Development began in October 1962, when CIA director John McCone asked Kelly Johnson whether the Skunk Works could build an unmanned version of the A-12 Oxcart spy plane. The idea was born of necessity: after the Gary Powers U-2 shootdown in 1960, overflying the Soviet Union and China with manned aircraft had become politically untenable. But the need for photographic intelligence over Chinese nuclear test sites had never been more urgent. Johnson, who had designed the U-2 and the A-12, accepted the challenge. His team produced the Q-12 — later renamed D-21 (“D” for daughter) — while the A-12 launch platform became the M-21 (“M” for mother). The drone would ride atop the M-21, launch at Mach 3.2 and 80,000 feet, fly its reconnaissance route, and then eject a hatch containing the camera and exposed film. A JC-130 aircraft would snag the film package in mid-air using a trapeze system.
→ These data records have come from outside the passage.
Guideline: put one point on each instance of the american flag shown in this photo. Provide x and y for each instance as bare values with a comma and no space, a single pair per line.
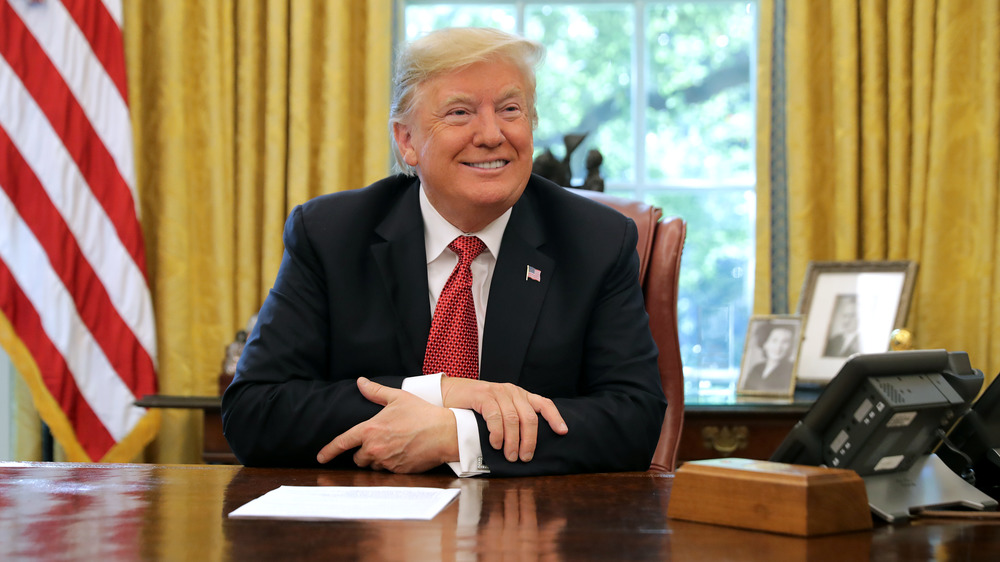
76,315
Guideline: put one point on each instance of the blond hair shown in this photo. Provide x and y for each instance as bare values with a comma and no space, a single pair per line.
448,50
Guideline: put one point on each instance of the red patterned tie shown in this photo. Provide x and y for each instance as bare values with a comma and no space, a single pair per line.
453,344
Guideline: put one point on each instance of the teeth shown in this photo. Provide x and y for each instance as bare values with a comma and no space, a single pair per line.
488,165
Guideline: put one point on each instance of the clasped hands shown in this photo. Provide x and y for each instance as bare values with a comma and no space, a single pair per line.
412,435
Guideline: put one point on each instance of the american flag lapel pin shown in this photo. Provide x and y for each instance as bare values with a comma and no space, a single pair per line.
533,274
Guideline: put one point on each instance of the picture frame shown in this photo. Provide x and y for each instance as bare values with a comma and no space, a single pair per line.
850,307
770,354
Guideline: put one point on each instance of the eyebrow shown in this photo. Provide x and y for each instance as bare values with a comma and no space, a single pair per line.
510,92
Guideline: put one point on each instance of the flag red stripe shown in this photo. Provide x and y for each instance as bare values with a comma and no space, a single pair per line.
26,57
105,39
120,345
56,376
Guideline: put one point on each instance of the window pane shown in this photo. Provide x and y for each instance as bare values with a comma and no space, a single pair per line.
700,121
422,18
585,83
716,282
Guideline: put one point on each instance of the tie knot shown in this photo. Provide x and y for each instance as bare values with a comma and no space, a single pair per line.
467,248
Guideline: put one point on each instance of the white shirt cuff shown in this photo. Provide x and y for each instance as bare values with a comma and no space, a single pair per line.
427,387
470,451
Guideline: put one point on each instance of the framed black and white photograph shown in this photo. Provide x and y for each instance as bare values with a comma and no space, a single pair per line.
850,307
769,356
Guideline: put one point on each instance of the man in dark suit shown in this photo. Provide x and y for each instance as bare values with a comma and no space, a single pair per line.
334,362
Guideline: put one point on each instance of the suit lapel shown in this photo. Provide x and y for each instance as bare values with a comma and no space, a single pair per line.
515,300
402,263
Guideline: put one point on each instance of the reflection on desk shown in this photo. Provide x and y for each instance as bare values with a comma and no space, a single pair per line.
178,512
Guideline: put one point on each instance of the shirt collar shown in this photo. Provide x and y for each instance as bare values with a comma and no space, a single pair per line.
438,232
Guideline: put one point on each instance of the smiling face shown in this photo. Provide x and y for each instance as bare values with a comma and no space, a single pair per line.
778,343
469,138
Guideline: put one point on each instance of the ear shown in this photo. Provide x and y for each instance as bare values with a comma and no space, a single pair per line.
404,140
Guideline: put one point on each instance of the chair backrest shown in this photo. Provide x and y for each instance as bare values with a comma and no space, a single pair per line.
660,244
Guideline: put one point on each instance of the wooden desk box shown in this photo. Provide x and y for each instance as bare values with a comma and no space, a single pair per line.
767,496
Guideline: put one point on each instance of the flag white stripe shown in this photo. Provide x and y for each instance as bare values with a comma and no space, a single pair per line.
44,152
56,31
108,396
115,9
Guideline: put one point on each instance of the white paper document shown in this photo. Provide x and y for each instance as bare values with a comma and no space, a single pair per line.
317,503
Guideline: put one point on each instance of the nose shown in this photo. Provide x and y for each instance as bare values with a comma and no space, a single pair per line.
489,132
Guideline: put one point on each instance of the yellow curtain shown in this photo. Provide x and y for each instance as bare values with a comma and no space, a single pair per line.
240,111
893,153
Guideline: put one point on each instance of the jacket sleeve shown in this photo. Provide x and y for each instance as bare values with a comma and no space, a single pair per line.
617,411
285,402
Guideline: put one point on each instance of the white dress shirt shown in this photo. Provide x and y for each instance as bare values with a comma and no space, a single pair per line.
438,233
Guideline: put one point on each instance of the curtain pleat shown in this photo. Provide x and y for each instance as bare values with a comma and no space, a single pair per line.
892,151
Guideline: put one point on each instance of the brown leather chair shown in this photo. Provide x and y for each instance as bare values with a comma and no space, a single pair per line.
661,241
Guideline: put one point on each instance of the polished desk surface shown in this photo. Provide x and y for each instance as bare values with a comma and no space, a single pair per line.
178,512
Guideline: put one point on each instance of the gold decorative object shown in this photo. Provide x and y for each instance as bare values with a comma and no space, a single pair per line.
725,440
901,339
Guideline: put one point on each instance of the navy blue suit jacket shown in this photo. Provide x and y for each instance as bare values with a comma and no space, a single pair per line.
351,299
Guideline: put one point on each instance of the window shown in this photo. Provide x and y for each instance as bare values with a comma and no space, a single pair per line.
665,91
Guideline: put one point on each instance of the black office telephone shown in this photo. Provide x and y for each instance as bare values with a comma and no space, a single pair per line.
972,449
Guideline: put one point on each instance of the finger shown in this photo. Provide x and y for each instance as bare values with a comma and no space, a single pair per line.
375,392
511,428
343,442
494,423
548,410
528,427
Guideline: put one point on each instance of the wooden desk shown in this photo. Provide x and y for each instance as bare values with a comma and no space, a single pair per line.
178,512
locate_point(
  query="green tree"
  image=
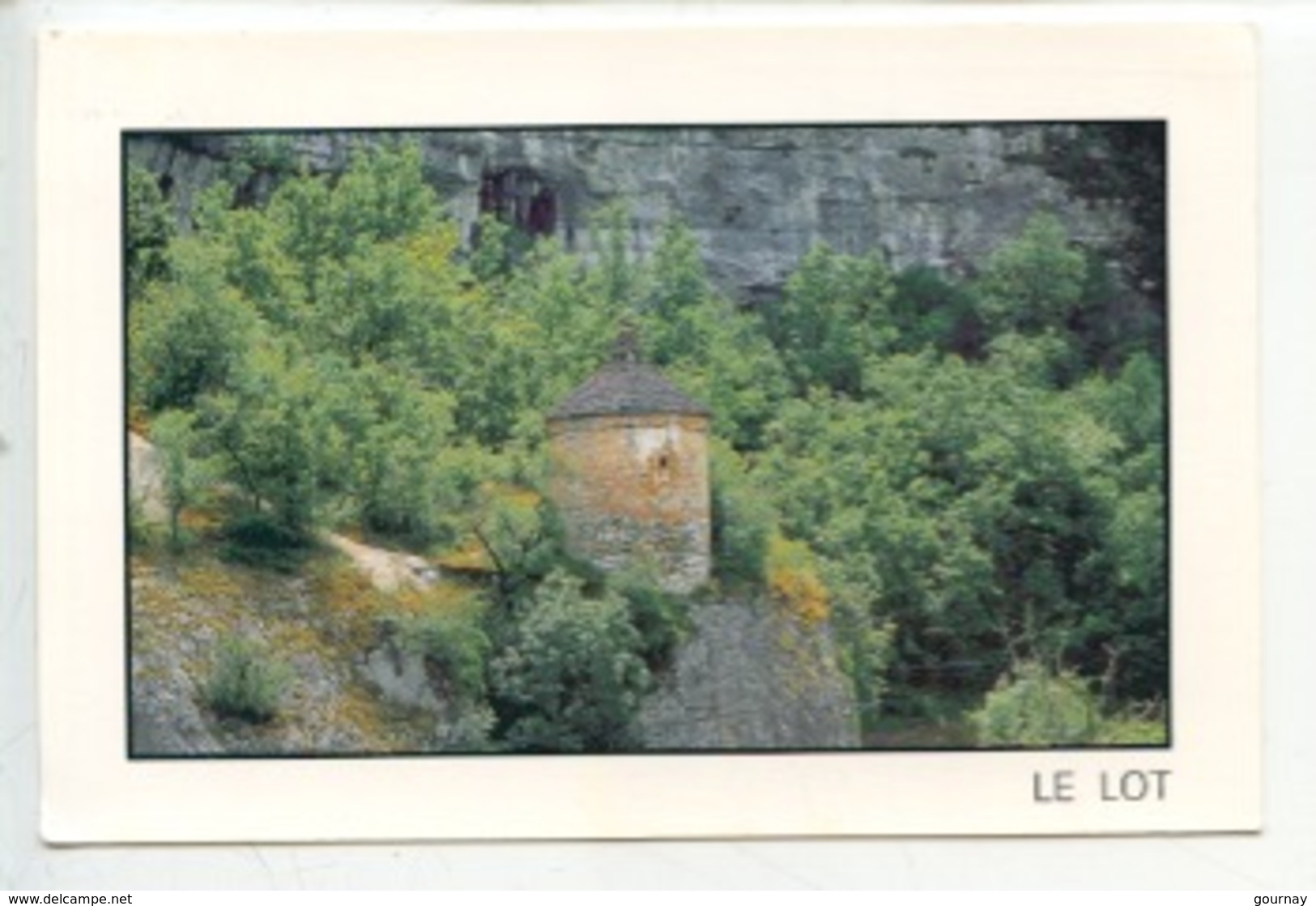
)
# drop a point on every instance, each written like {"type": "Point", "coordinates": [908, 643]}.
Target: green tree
{"type": "Point", "coordinates": [185, 479]}
{"type": "Point", "coordinates": [833, 317]}
{"type": "Point", "coordinates": [187, 337]}
{"type": "Point", "coordinates": [149, 229]}
{"type": "Point", "coordinates": [1036, 280]}
{"type": "Point", "coordinates": [573, 678]}
{"type": "Point", "coordinates": [274, 433]}
{"type": "Point", "coordinates": [1035, 708]}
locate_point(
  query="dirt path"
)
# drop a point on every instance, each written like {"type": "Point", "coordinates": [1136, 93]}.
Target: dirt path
{"type": "Point", "coordinates": [385, 570]}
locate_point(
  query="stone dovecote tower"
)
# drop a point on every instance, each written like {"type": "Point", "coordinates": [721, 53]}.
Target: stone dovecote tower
{"type": "Point", "coordinates": [631, 471]}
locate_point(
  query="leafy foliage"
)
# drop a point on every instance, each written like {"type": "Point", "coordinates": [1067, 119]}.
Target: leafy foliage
{"type": "Point", "coordinates": [573, 678]}
{"type": "Point", "coordinates": [1035, 708]}
{"type": "Point", "coordinates": [245, 684]}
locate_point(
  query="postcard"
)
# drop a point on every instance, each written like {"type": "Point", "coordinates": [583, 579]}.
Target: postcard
{"type": "Point", "coordinates": [517, 436]}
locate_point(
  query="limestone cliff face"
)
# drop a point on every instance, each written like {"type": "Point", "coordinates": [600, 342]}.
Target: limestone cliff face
{"type": "Point", "coordinates": [757, 198]}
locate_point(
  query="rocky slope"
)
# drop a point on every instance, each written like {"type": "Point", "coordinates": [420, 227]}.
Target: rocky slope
{"type": "Point", "coordinates": [749, 678]}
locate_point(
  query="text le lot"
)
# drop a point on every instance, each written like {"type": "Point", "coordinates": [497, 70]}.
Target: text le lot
{"type": "Point", "coordinates": [1132, 785]}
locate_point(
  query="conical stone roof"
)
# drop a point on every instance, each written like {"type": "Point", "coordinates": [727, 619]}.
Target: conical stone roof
{"type": "Point", "coordinates": [627, 387]}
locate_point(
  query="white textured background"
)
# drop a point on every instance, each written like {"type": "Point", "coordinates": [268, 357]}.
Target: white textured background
{"type": "Point", "coordinates": [1284, 857]}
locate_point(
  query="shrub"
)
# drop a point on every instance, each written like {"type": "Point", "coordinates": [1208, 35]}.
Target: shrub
{"type": "Point", "coordinates": [573, 678]}
{"type": "Point", "coordinates": [259, 539]}
{"type": "Point", "coordinates": [793, 576]}
{"type": "Point", "coordinates": [244, 683]}
{"type": "Point", "coordinates": [454, 643]}
{"type": "Point", "coordinates": [1135, 726]}
{"type": "Point", "coordinates": [1031, 706]}
{"type": "Point", "coordinates": [661, 617]}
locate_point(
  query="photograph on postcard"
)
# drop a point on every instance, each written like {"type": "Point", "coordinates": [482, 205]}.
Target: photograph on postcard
{"type": "Point", "coordinates": [616, 440]}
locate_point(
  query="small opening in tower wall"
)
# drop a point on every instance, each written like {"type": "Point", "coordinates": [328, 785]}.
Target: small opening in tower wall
{"type": "Point", "coordinates": [522, 198]}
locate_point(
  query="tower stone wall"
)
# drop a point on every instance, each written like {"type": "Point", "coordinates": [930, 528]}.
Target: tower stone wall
{"type": "Point", "coordinates": [633, 488]}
After film ejection, the D-21 would self-destruct.
“Our old D-21 drone has a lower radar cross-section than that goddamn diamond.”
Kelly Johnson — Founder, Lockheed Skunk Works
The first captive flight took place on December 22, 1964. The first successful free-flight launch came on March 5, 1966. But the fourth M-21 launch, on July 30, 1966, ended in catastrophe.

The Day That Changed Everything

On that July morning, pilot Bill Park and Launch Control Officer Ray Torick prepared for another D-21 launch over the Pacific. As drone number 504 separated from the M-21 at Mach 3.2, it encountered the mothership’s shock wave, pitched violently, and slammed back into the M-21’s tail section. The collision broke the aircraft in half.
B-52 Stratofortress carrying D-21 drone
After the fatal 1966 accident, the D-21 program switched to B-52 motherships for launch. The drones were modified as D-21B variants with solid-rocket boosters. (U.S. Air Force)
Both Park and Torick ejected successfully into the ocean. Park survived. Torick did not — his pressure suit filled with water after his helmet visor opened upon impact with the ocean, and he drowned before rescue crews could reach him. He was 39 years old.
“Kelly was so shaken by the loss of Ray Torick that he immediately cancelled the M-21 program. He said he would never risk another life to launch a drone.”
Ben Rich — Skunk Works Director, Author of “Skunk Works”

Senior Bowl: The B-52 Era

Johnson refused to give up on the concept, but he was done risking two-man crews. The D-21 was redesigned as the D-21B, fitted with a solid-rocket booster for launch from under the wing of a B-52 Stratofortress. The new program was codenamed Senior Bowl. After a series of test flights, four operational missions were launched over China between November 1969 and March 1971. All four targeted the Lop Nur nuclear test site in western China. The results were uniformly disappointing: the first drone was lost after its camera system failed; the second flew its route but the film canister was lost during mid-air recovery; the third disappeared entirely; and the fourth crashed — in Soviet Siberia, giving Moscow an unexpected look at some of America’s most advanced technology.
Lockheed D-21 drone on display at museum
A surviving D-21 drone on display. Of the 38 built, only a handful survive in museums today. (U.S. Air Force)

Legacy of a Mach 3 Ghost

The D-21 program was cancelled on July 23, 1971. The remaining drones were put into storage at Davis-Monthan Air Force Base in Arizona, where they sat in the desert sun for decades, their existence still classified. The Soviets, meanwhile, made good use of the D-21 that had crashed in Siberia. They reverse-engineered elements of its design for the Tupolev Voron reconnaissance drone program. The Chinese, too, recovered D-21 wreckage from a crash in Yunnan province and studied it closely — the remains are now displayed at the China Aviation Museum in Beijing. The D-21 was decades ahead of its time. In an era when “drone” meant a radio-controlled target, Lockheed had built an autonomous, Mach 3+ reconnaissance platform that could operate at 90,000 feet. Today’s high-altitude, long-endurance drones owe a quiet debt to Kelly Johnson’s most secret creation.